Fast Art interpreter
Add a Dalvik-style fast interpreter to Art.
Three primary deficiencies in the existing Art interpreter
will be addressed:
1. Structural inefficiencies (primarily the bloated
fetch/decode/execute overhead of the C++ interpreter
implementation).
2. Stack memory wastage. Each managed-language invoke
adds a full copy of the interpreter's compiler-generated
locals on the shared stack. We're at the mercy of
the compiler now in how much memory is wasted here. An
assembly based interpreter can manage memory usage more
effectively.
3. Shadow frame model, which not only spends twice the memory
to store the Dalvik virtual registers, but causes vreg stores
to happen twice.
This CL mostly deals with #1 (but does provide some stack memory
savings). Subsequent CLs will address the other issues.
Current status:
Passes all run-tests.
Phone boots interpret-only.
2.5x faster than Clang-compiled Art goto interpreter on fetch/decode/execute
microbenchmark, 5x faster than gcc-compiled goto interpreter.
1.6x faster than Clang goto on Caffeinemark overall
2.0x faster than Clang switch on Caffeinemark overall
68% of Dalvik interpreter performance on Caffeinemark (still much slower,
primarily because of poor invoke performance and lack of execute-inline)
Still nearly an order of magnitude slower than Dalvik on invokes
(but slightly better than Art Clang goto interpreter.
Importantly, saves ~200 bytes of stack memory per invoke (but still
wastes ~400 relative to Dalvik).
What's needed:
Remove the (large quantity of) bring-up hackery in place.
Integrate into the build mechanism. I'm still using the old Dalvik manual
build step to generate assembly code from the stub files.
Remove the suspend check hack. For bring-up purposes, I'm using an explicit
suspend check (like the other Art interpreters). However, we should be
doing a Dalvik style suspend check via the table base switch mechanism.

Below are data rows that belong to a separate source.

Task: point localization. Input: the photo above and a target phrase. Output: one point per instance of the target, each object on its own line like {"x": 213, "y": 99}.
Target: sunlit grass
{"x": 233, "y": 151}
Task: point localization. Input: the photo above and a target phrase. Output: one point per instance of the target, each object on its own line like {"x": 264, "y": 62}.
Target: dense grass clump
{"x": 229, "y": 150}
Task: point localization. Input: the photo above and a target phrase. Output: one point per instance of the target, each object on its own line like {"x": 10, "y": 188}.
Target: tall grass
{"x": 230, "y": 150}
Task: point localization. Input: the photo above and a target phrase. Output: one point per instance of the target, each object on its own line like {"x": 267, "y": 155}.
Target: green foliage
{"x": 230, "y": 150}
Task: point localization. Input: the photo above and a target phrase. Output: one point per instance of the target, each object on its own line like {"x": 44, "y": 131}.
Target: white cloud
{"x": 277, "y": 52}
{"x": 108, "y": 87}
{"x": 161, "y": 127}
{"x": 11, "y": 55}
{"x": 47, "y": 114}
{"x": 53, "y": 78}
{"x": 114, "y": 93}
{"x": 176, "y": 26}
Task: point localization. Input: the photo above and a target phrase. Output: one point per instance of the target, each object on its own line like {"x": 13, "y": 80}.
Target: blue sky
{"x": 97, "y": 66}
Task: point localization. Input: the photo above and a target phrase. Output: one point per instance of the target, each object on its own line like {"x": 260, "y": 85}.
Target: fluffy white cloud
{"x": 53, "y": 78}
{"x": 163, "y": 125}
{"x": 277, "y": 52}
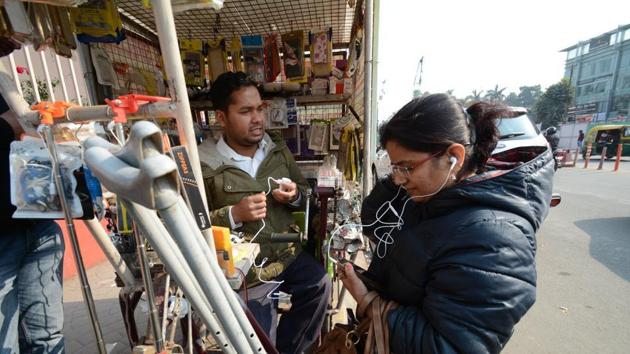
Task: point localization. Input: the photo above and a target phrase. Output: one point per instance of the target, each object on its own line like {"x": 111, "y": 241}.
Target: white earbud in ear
{"x": 453, "y": 160}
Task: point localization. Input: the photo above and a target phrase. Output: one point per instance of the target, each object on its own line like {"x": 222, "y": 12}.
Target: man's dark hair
{"x": 225, "y": 85}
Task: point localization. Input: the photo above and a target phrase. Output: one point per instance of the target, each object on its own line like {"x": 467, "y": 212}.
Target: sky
{"x": 477, "y": 44}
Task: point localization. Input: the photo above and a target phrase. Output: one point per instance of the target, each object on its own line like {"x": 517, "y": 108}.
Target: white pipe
{"x": 167, "y": 285}
{"x": 229, "y": 294}
{"x": 27, "y": 118}
{"x": 51, "y": 91}
{"x": 176, "y": 220}
{"x": 31, "y": 73}
{"x": 165, "y": 25}
{"x": 179, "y": 269}
{"x": 16, "y": 78}
{"x": 367, "y": 98}
{"x": 111, "y": 252}
{"x": 62, "y": 79}
{"x": 75, "y": 83}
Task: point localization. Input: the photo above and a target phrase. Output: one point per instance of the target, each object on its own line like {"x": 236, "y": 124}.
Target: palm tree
{"x": 475, "y": 96}
{"x": 495, "y": 94}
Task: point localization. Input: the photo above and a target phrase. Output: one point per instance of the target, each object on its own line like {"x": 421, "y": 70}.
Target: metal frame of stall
{"x": 178, "y": 108}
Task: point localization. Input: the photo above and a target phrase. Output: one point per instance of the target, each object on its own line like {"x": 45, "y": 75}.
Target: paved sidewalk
{"x": 79, "y": 335}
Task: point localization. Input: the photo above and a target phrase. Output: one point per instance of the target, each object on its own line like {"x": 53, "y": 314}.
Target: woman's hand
{"x": 351, "y": 281}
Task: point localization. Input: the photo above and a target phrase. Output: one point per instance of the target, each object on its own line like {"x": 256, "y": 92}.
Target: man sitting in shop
{"x": 239, "y": 173}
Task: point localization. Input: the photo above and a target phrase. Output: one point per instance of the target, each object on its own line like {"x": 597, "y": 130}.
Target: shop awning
{"x": 241, "y": 17}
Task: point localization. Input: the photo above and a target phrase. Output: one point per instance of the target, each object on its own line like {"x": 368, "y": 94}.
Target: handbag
{"x": 370, "y": 335}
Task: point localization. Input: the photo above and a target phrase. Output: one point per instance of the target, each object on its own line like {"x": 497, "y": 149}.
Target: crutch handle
{"x": 285, "y": 237}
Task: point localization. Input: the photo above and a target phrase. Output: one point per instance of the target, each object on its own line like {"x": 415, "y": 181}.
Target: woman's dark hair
{"x": 434, "y": 122}
{"x": 223, "y": 87}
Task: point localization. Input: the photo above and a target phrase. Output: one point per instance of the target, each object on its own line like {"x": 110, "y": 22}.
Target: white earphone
{"x": 453, "y": 160}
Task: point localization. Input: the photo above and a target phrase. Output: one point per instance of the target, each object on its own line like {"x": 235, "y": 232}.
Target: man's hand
{"x": 250, "y": 208}
{"x": 285, "y": 193}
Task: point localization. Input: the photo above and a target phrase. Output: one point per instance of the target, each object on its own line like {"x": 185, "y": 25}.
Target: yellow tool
{"x": 224, "y": 250}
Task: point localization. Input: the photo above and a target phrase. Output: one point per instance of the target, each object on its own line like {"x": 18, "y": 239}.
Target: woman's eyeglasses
{"x": 406, "y": 171}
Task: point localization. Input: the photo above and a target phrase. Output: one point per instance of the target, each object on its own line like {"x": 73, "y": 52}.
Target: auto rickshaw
{"x": 608, "y": 135}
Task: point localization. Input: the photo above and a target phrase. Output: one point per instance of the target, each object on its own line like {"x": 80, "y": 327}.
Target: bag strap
{"x": 378, "y": 331}
{"x": 365, "y": 302}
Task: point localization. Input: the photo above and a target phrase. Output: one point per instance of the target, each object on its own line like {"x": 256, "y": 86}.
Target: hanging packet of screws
{"x": 33, "y": 189}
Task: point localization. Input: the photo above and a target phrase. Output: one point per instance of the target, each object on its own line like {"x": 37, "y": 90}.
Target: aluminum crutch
{"x": 47, "y": 112}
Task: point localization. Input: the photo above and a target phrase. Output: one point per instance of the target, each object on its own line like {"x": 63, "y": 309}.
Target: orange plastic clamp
{"x": 128, "y": 104}
{"x": 48, "y": 111}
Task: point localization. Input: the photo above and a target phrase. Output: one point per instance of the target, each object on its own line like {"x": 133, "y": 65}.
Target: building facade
{"x": 599, "y": 69}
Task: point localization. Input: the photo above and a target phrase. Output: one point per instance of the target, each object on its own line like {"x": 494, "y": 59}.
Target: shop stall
{"x": 119, "y": 98}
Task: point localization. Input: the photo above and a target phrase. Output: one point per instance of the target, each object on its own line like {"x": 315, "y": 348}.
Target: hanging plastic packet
{"x": 20, "y": 24}
{"x": 33, "y": 189}
{"x": 96, "y": 192}
{"x": 43, "y": 32}
{"x": 64, "y": 41}
{"x": 254, "y": 57}
{"x": 217, "y": 58}
{"x": 327, "y": 174}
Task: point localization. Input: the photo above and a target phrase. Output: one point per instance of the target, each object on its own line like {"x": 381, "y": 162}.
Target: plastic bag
{"x": 33, "y": 189}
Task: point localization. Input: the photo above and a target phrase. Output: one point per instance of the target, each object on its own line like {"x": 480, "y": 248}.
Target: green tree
{"x": 475, "y": 96}
{"x": 496, "y": 94}
{"x": 551, "y": 108}
{"x": 528, "y": 95}
{"x": 512, "y": 99}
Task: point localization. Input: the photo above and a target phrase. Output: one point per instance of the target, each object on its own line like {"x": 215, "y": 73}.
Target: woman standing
{"x": 460, "y": 259}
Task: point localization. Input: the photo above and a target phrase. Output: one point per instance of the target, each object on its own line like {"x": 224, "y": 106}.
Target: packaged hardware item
{"x": 33, "y": 189}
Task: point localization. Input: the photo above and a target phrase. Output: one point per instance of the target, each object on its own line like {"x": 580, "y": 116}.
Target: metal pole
{"x": 14, "y": 72}
{"x": 618, "y": 157}
{"x": 64, "y": 89}
{"x": 51, "y": 92}
{"x": 31, "y": 73}
{"x": 229, "y": 294}
{"x": 178, "y": 225}
{"x": 74, "y": 82}
{"x": 111, "y": 252}
{"x": 179, "y": 269}
{"x": 165, "y": 25}
{"x": 148, "y": 288}
{"x": 602, "y": 158}
{"x": 145, "y": 269}
{"x": 167, "y": 291}
{"x": 85, "y": 285}
{"x": 367, "y": 98}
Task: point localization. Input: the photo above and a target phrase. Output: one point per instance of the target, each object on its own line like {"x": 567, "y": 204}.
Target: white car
{"x": 518, "y": 136}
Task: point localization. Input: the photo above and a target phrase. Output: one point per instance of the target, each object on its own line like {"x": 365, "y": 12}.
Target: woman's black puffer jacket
{"x": 462, "y": 267}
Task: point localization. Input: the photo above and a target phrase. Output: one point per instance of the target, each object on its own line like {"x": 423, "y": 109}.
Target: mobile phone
{"x": 365, "y": 276}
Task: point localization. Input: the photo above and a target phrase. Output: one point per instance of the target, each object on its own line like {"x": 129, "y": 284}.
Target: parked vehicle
{"x": 519, "y": 140}
{"x": 608, "y": 135}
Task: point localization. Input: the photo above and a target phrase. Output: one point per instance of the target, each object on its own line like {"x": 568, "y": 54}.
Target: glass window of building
{"x": 604, "y": 66}
{"x": 588, "y": 89}
{"x": 600, "y": 87}
{"x": 614, "y": 38}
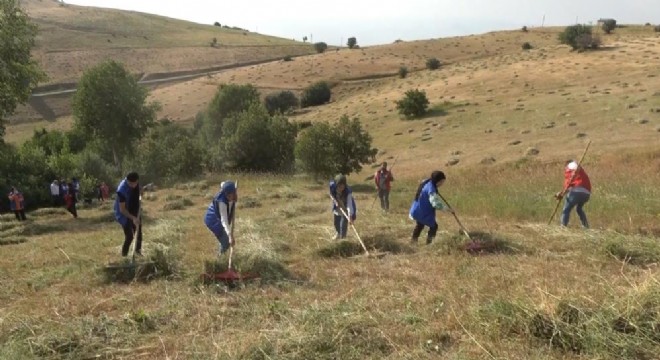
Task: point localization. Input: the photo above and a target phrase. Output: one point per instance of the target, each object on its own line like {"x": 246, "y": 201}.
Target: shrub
{"x": 579, "y": 37}
{"x": 169, "y": 152}
{"x": 255, "y": 141}
{"x": 316, "y": 94}
{"x": 403, "y": 72}
{"x": 432, "y": 64}
{"x": 280, "y": 102}
{"x": 325, "y": 149}
{"x": 414, "y": 104}
{"x": 609, "y": 25}
{"x": 352, "y": 41}
{"x": 320, "y": 47}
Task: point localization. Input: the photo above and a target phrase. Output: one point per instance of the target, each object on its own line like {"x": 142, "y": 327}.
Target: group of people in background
{"x": 220, "y": 215}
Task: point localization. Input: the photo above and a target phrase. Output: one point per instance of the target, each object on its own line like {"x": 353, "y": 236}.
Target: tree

This should be done during the alternative interpreter activation.
General cleanup.
Add CFI info.
Update the new target bring-up README documentation.
Add other targets.
In later CLs:
Consolidate mterp handlers for expensive operations (such as new-instance) with
the code used by the switch interpreter. No need to duplicate the code for
heavyweight operations (but will need some refactoring to align).
Tuning - some fast paths needs to be moved down to the assembly handlers,
rather than being dealt with in the out-of-line code.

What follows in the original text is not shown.